Visualizing PyTorch Training with TensorBoard
Environment Setup
A working PyTorch installation is required. Verify the environment with:
import torch
print(torch.__version__)
print(torch.cuda.is_available())
If the output includes a version string and True for CUDA, the setup is correct.
Install TensorBoard using pip:
pip install tensorboard
Once installed, the tensorboard command becomes available in the terminal. PyTorch integrates directly with TensorBoard, allowing logging of scalars, images, histgorams, graphs, and embeddings for later inspection in the browser-based UI.
Basic Workflow Example
A minimal example demonstrates the logging pipeline:
import torch
import torchvision
from torch.utils.tensorboard import SummaryWriter
from torchvision import datasets, transforms
writer = SummaryWriter()
transform = transforms.Compose([
transforms.ToTensor(),
transforms.Normalize((0.5,), (0.5,))
])
trainset = datasets.MNIST('mnist_train', train=True, download=True, transform=transform)
trainloader = torch.utils.data.DataLoader(trainset, batch_size=64, shuffle=True)
model = torchvision.models.resnet50(pretrained=False)
model.conv1 = torch.nn.Conv2d(1, 64, kernel_size=7, stride=2, padding=3, bias=False)
sample_images, sample_labels = next(iter(trainloader))
image_grid = torchvision.utils.make_grid(sample_images)
writer.add_image('images', image_grid, 0)
writer.add_graph(model, sample_images)
writer.close()
The SummaryWriter instance stores event files in ./runs/ by default. After executing the script, launch TensorBoard by pointing it at the log directory:
tensorboard --logdir=runs
Open http://localhost:6006/ in a browser. The dashboard will display the IMAGES and GRAPHS tabs populated by the logged data. The computation graph can be downloaded as a PNG from the GRAPHS tab for documentation purposes.
Logging Training Metrics
Scalars such as loss and accuracy can be tracked across epochs and displayed in real time. The following loop illustrates the pattern:
import numpy as np
writer = SummaryWriter()
train_loss_history = []
train_acc_history = []
test_loss_history = []
test_acc_history = []
for epoch_idx in range(num_epochs):
# ---- Training Phase ----
model.train()
cumulative_loss, cumulative_correct = 0.0, 0
for batch_inputs, batch_targets in train_loader:
batch_inputs = batch_inputs.cuda()
batch_targets = batch_targets.cuda()
predictions = model(batch_inputs)
batch_loss = criterion(predictions, batch_targets)
optimizer.zero_grad()
batch_loss.backward()
optimizer.step()
cumulative_loss += batch_loss.item() * batch_targets.size(0)

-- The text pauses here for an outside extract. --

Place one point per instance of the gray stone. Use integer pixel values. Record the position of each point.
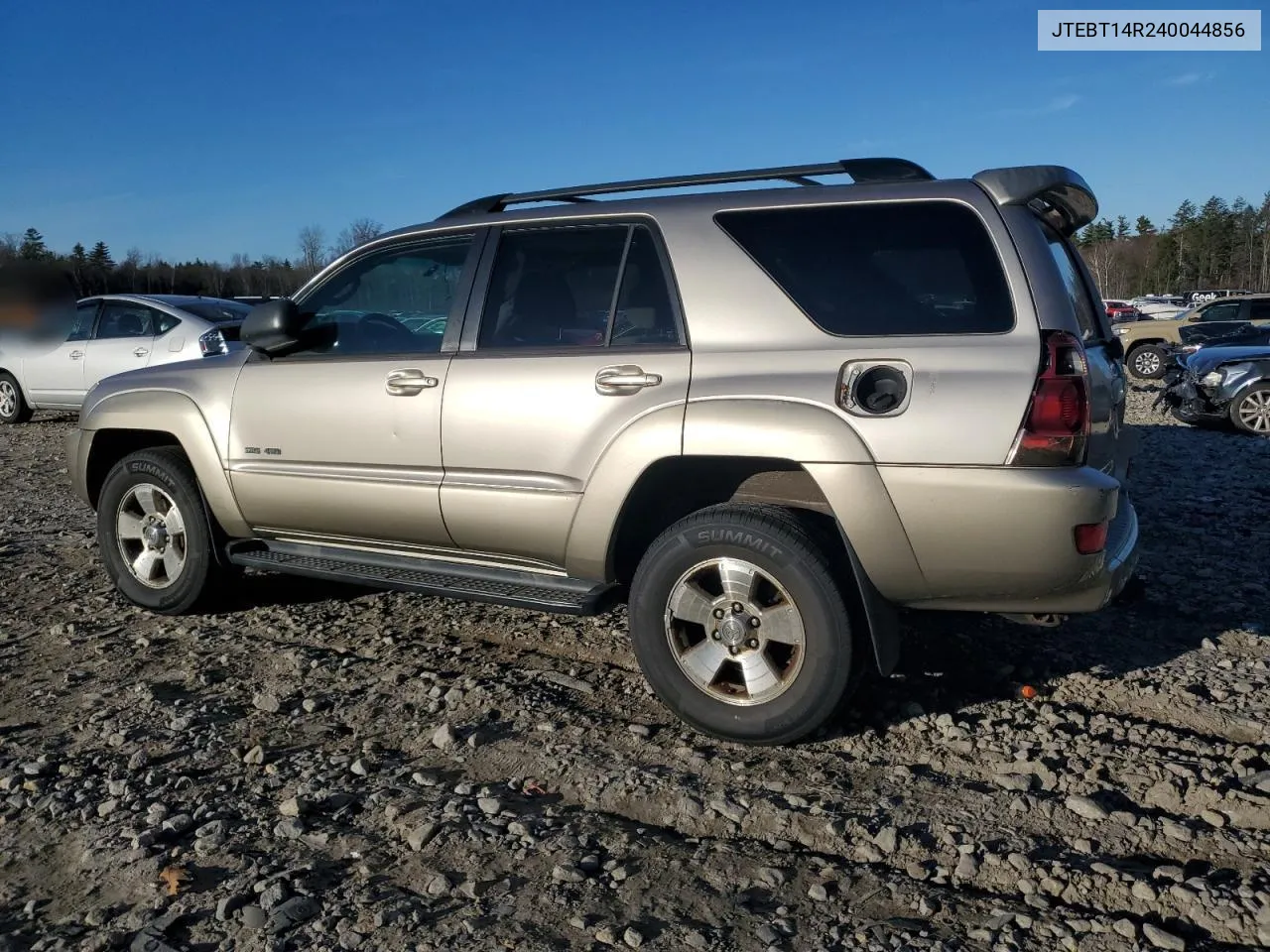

_, predicted_class = torch.max(predictions, dim=1)
cumulative_correct += (predicted_class == batch_targets).sum().item()
avg_train_loss = cumulative_loss / len(train_dataset)
avg_train_acc = cumulative_correct / len(train_dataset)

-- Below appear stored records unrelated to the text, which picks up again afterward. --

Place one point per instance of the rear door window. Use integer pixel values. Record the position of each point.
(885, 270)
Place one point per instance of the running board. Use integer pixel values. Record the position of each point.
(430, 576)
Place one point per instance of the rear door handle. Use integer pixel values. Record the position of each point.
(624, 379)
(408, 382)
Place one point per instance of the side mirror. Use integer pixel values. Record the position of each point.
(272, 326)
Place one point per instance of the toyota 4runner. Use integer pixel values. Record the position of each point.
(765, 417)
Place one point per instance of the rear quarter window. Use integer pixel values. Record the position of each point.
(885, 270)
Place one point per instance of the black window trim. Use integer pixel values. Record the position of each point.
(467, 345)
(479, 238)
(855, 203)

train_loss_history.append(avg_train_loss)
train_acc_history.append(avg_train_acc)
# ---- Evaluation Phase ----
model.eval()
eval_loss_sum, eval_correct_sum = 0.0, 0
with torch.no_grad():
for val_inputs, val_targets in test_loader:
val_inputs = val_inputs.cuda()
val_targets = val_targets.cuda()
val_outputs = model(val_inputs)
eval_loss_sum += criterion(val_outputs, val_targets).item() * val_targets.size(0)
_, val_preds = torch.max(val_outputs, dim=1)

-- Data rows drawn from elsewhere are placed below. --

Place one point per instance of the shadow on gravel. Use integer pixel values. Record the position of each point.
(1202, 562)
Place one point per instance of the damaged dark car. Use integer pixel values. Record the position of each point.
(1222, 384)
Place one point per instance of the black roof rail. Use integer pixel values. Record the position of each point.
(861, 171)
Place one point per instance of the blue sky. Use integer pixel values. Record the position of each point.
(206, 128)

eval_correct_sum += (val_preds == val_targets).sum().item()
avg_test_loss = eval_loss_sum / len(test_dataset)
avg_test_acc = eval_correct_sum / len(test_dataset)
test_loss_history.append(avg_test_loss)
test_acc_history.append(avg_test_acc)
# ---- Log Scalars ----
writer.add_scalar('loss/train', avg_train_loss, epoch_idx)
writer.add_scalar('loss/test', avg_test_loss, epoch_idx)
writer.add_scalar('accuracy/train', avg_train_acc, epoch_idx)
writer.add_scalar('accuracy/test', avg_test_acc, epoch_idx)
# ---- Log Sample Images ----
writer.add_images('validation_samples', val_inputs, epoch_idx, dataformats='NCHW')
print(f'Epoch {epoch_idx+1} | Train Loss: {avg_train_loss:.4f} Acc: {avg_train_acc:.4f} | Test Loss: {avg_test_loss:.4f} Acc: {avg_test_acc:.4f}')
Each call to add_scalar stores a named time series. The forward slash in the tag (e.g., loss/train) creates hierarchical groupings in the TensorBoard interface, making it easier to compare related metrics side by side. The add_images method visualizes actual input batches, helping spot data issues or monitor model focus over time.
Start TensorBoard and navigate to the SCALARS tab to observe real-time updating plots of loss and accuracy. The images appear under the IMAGES tab. Use the smoothing slider in the scalar view to reduce noise and reveal underlying trends in the metrics.